The removal and counterspell suite that rounds out the deck list is intended to give you the most opportunities to interact with your opponent during their turn, in order to capitalize on the fact that you’re likely outdrawing them 2:1 or more. Cards like Dimir Charm are excellent in this situation, as they have the capability of being situationally excellent, even if they aren’t always the best at everything. Warped Physique is particularly strong in a format full of indestructible Gods, as it happens to be one of the few spells that can off an active Thassa and an opposing Nightveil Specter alike. There aren’t many decks that can take advantage of this spell, but this one should nearly always have a full (or close to full) grip, and that means Physique leans much closer to Hero’s Downfall than Eye Gouge. Syncopate may not be the right tool for the job, I think I’ll have to put some work in to determine exactly which counterspell I want to round out the list with, but at first glance I wanted a card that scaled to answer any of the issues that may arise on our opponent’s turn, but doesn’t require us to keep three mana up at all times. Since much of our game plan is happening on the opponent’s turn anyway (between Mystic, Dictate, Notion Thief, and all the removal) it may be better for us to just commit to Dissolve as the hard counter and be done with it.

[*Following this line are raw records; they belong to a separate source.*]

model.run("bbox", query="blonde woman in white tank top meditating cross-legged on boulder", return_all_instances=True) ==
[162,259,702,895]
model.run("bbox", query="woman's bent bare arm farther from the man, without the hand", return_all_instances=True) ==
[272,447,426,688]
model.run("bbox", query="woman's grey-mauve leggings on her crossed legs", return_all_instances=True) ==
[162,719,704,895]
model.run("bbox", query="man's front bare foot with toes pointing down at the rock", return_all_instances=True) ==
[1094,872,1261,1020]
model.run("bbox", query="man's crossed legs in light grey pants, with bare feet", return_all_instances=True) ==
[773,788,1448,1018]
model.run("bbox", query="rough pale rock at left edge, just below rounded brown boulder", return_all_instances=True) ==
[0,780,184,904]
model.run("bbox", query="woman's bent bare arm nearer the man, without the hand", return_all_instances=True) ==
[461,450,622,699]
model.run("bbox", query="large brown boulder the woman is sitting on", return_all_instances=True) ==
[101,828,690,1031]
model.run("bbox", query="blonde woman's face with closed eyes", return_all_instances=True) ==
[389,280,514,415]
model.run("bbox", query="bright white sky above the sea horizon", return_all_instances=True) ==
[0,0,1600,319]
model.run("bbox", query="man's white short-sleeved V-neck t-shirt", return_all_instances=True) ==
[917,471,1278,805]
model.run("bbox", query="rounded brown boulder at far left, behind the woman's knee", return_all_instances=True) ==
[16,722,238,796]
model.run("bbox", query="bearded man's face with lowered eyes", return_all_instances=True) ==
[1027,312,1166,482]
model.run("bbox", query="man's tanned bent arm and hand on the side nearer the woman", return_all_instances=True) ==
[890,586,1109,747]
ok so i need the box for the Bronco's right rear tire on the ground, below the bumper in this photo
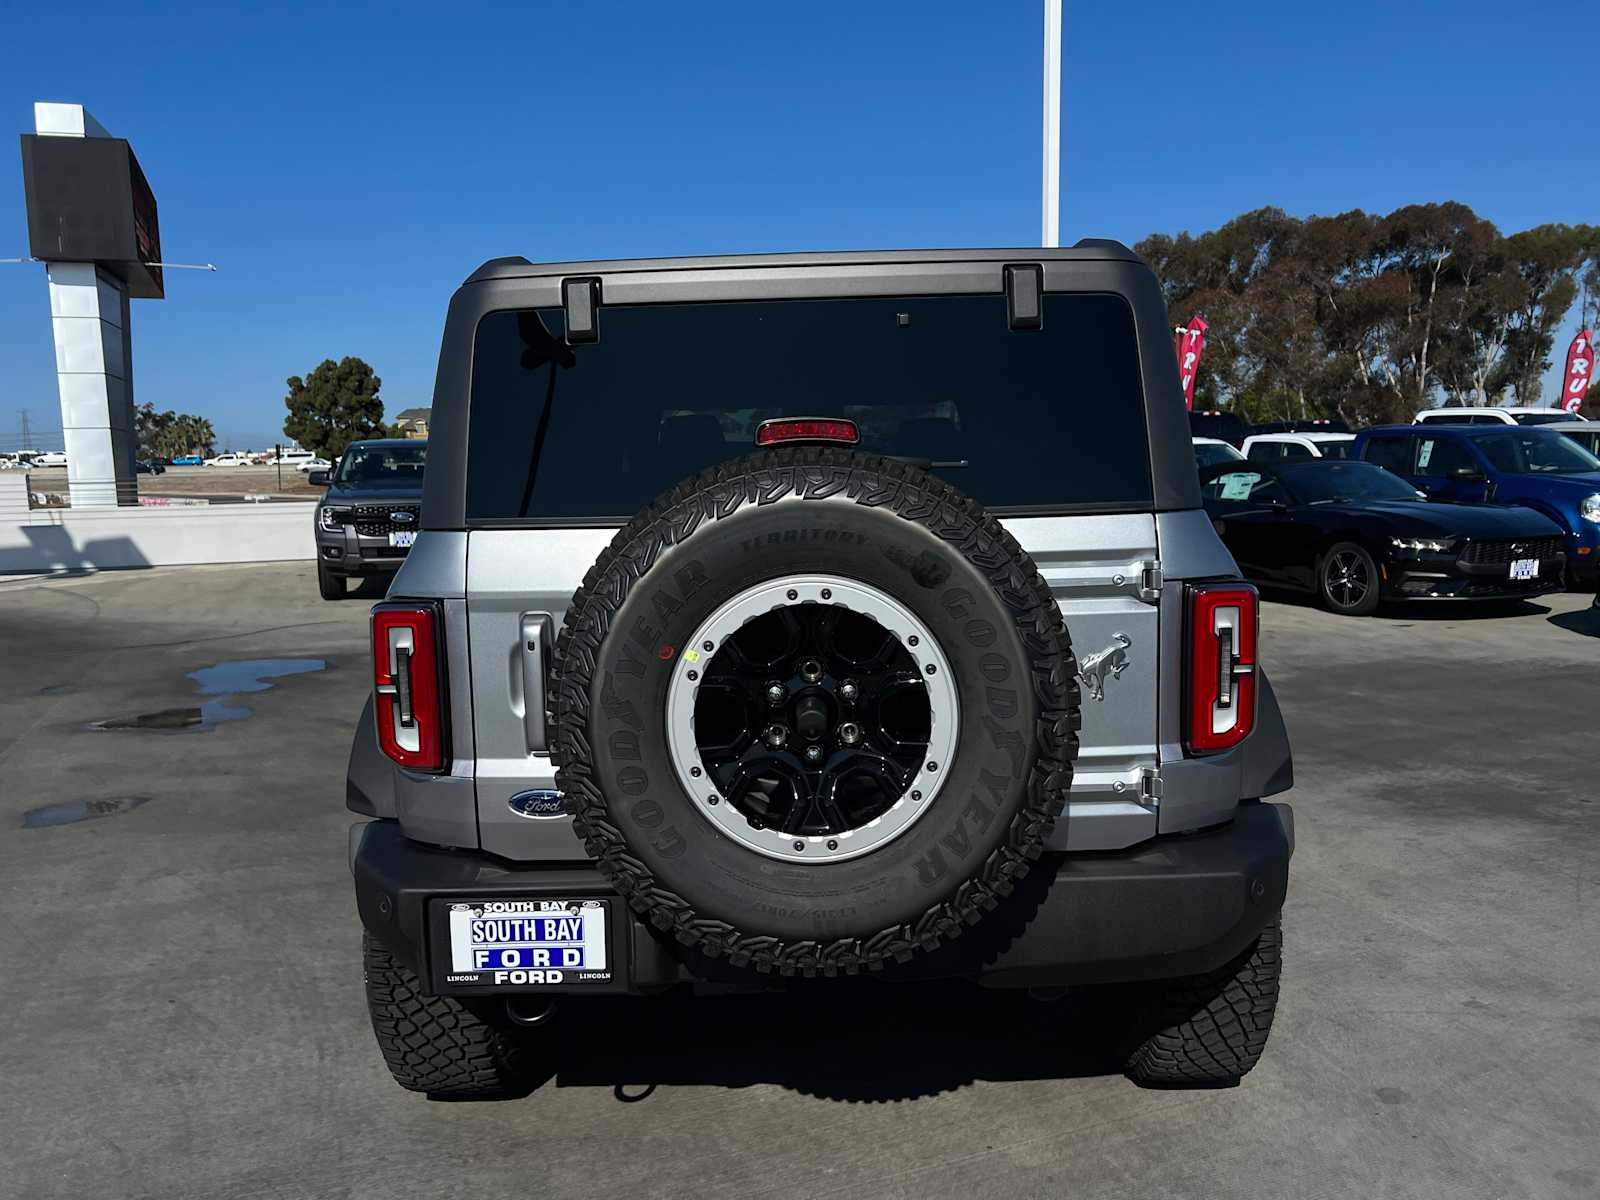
[1125,917,1283,1088]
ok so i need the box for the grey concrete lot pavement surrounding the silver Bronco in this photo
[0,563,1600,1200]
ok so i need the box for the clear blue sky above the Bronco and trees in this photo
[0,0,1600,446]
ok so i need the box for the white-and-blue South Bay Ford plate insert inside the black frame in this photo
[446,899,611,987]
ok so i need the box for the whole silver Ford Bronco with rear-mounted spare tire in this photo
[346,242,1294,1098]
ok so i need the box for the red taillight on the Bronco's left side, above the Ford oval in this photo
[373,603,446,771]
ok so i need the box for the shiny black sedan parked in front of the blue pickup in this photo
[1200,459,1566,616]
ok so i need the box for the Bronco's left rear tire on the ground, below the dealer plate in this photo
[362,933,541,1099]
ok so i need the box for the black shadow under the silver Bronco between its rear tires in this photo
[544,981,1120,1102]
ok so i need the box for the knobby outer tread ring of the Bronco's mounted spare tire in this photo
[547,446,1080,976]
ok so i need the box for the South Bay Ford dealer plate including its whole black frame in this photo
[434,896,619,992]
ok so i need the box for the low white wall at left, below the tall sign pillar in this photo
[0,472,317,574]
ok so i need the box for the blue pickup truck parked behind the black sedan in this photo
[1352,422,1600,586]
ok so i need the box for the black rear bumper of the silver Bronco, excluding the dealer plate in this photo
[350,802,1294,995]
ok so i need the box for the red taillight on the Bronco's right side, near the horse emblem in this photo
[1184,584,1259,754]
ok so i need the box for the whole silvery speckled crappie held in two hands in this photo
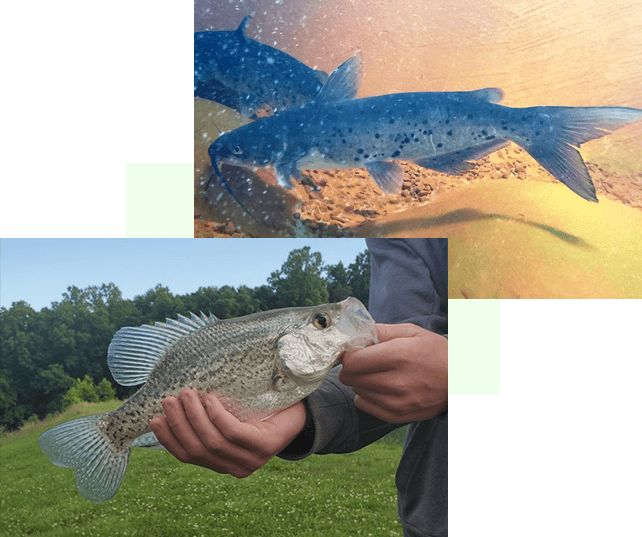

I would imagine the sideboard of this deck would be focused on fine-tuning the removal and counterspell suite to target specific matchups, and would of course include a number of Duress to round out the 7 maindeck hand disruption spells and fully obliterate UW control. The nice part about having a deck like this one that tends to have a multitude of 2-ofs is that the sideboard becomes a more natural extension of the main deck. You have an opportunity to fine-tune the 75 as a comprehensive whole, rather than focus on a specific matchup or weakness within the deck itself. The sideboard becomes more of a dynamic model of “remove the weakest 15 cards” rather than a static “three in, three out.” I’d start with this board, and move from there.

In certain matchups, going for an aggressive Demon plan will be superior to trying for a combo-focused Thief strategy, and boarding out a set of Starfish for Demons (or perhaps some of the more do-nothing cards like Whispering Madness) will allow you to go over the top with the Demon twins.

As the metagame shapes up and the best decks rise to the top (or reestablish themselves as the top), tuning an effective sideboard becomes easier. In the early phases of a new format, there are plenty of unknowns to factor in, and boards are at least partial guesswork.

I’m quite excited to see if there is a real deck that finally opens the format up to Notion Thief as an offensive strategy, rather than a reactive board card for the best card in the best deck. I think Journey into Nyx finally brings the plan together, and I can’t wait to try it myself.

Best of luck at your prereleases this weekend!